En el viñedo, menos es muchas veces más.

La naturaleza enseña que la calidad necesita espacio, tiempo y cuidado. La poda permite que la planta concentre su energía en los racimos que realmente aportarán carácter al vino final.

El vino también se elige.

No todo lo que crece se deja crecer. Y en esa decisión reside gran parte de la personalidad de cada añada.

Porque el buen vino, como nuestro Iñigo Amézola, empieza mucho antes de la vendimia.

Un viñedo no es solo un campo de cultivo.

Es un ecosistema vivo, una memoria del clima, de la tierra y del trabajo humano a lo largo del tiempo.

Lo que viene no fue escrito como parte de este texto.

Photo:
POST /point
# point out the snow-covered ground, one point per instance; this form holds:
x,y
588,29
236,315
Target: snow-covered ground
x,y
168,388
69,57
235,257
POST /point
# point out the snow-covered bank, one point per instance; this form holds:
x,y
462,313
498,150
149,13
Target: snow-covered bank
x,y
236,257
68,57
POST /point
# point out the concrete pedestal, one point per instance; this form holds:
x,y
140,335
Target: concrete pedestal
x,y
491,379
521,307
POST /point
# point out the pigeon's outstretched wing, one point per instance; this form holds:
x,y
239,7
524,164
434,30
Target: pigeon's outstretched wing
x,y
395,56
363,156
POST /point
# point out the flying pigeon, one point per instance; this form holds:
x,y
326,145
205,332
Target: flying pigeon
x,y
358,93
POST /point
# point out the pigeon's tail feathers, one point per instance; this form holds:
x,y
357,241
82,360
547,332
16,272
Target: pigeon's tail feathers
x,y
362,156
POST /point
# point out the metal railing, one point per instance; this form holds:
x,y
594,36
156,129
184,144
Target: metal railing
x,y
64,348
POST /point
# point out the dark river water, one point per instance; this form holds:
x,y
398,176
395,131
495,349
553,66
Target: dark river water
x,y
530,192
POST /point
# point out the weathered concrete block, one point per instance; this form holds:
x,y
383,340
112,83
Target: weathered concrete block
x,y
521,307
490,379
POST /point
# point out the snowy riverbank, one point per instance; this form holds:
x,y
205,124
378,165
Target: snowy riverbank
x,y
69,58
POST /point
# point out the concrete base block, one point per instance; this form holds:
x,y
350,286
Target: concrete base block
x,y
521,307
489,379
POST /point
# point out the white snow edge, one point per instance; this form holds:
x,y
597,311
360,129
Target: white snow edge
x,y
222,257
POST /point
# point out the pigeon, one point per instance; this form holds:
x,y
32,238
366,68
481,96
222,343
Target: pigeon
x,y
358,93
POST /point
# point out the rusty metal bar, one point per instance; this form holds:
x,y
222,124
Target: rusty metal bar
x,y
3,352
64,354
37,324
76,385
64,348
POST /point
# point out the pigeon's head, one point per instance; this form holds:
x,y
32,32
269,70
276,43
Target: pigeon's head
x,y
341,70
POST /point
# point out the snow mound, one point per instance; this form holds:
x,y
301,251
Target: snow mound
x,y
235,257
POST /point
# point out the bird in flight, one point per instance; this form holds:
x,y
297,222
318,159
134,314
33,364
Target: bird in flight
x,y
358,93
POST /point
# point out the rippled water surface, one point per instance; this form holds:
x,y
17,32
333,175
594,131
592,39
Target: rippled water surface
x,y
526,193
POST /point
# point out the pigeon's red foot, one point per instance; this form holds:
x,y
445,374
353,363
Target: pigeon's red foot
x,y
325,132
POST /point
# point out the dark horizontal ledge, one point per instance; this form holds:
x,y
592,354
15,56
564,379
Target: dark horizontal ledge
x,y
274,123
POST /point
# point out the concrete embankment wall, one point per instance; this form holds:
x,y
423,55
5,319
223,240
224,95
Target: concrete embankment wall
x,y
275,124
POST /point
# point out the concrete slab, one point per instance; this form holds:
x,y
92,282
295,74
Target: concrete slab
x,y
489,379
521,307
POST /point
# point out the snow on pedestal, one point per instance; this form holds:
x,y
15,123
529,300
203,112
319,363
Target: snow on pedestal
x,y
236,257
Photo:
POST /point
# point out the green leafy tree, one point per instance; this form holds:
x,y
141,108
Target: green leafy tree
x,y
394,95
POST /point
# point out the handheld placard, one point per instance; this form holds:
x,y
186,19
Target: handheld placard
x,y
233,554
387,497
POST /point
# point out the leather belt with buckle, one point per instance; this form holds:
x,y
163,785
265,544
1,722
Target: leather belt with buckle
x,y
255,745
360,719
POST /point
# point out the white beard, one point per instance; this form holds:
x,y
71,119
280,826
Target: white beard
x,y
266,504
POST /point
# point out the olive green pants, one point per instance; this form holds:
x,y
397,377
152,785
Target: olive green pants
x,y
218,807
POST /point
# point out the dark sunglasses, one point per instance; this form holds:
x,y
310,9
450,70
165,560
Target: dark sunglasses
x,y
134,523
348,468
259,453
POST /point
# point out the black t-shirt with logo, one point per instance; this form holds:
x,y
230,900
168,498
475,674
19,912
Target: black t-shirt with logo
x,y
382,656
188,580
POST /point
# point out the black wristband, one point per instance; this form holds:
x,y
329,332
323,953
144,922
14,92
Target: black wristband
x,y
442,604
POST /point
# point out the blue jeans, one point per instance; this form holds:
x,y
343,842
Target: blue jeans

La vid respira con las estaciones.
Descansa en invierno.
Despierta en primavera.
Madurece bajo el sol del verano.
Y se recoge con paciencia en la vendimia.

Cada botella de vino contiene un fragmento de esta historia natural.

El suelo aporta identidad.
El clima aporta carácter.
Las manos aportan cuidado.

Por eso, cuando hablamos de vino, hablamos también de paisaje, de tradición y de cultura.

Antes de ser vino, existe un lugar.

Y ese lugar deja su huella en cada copa.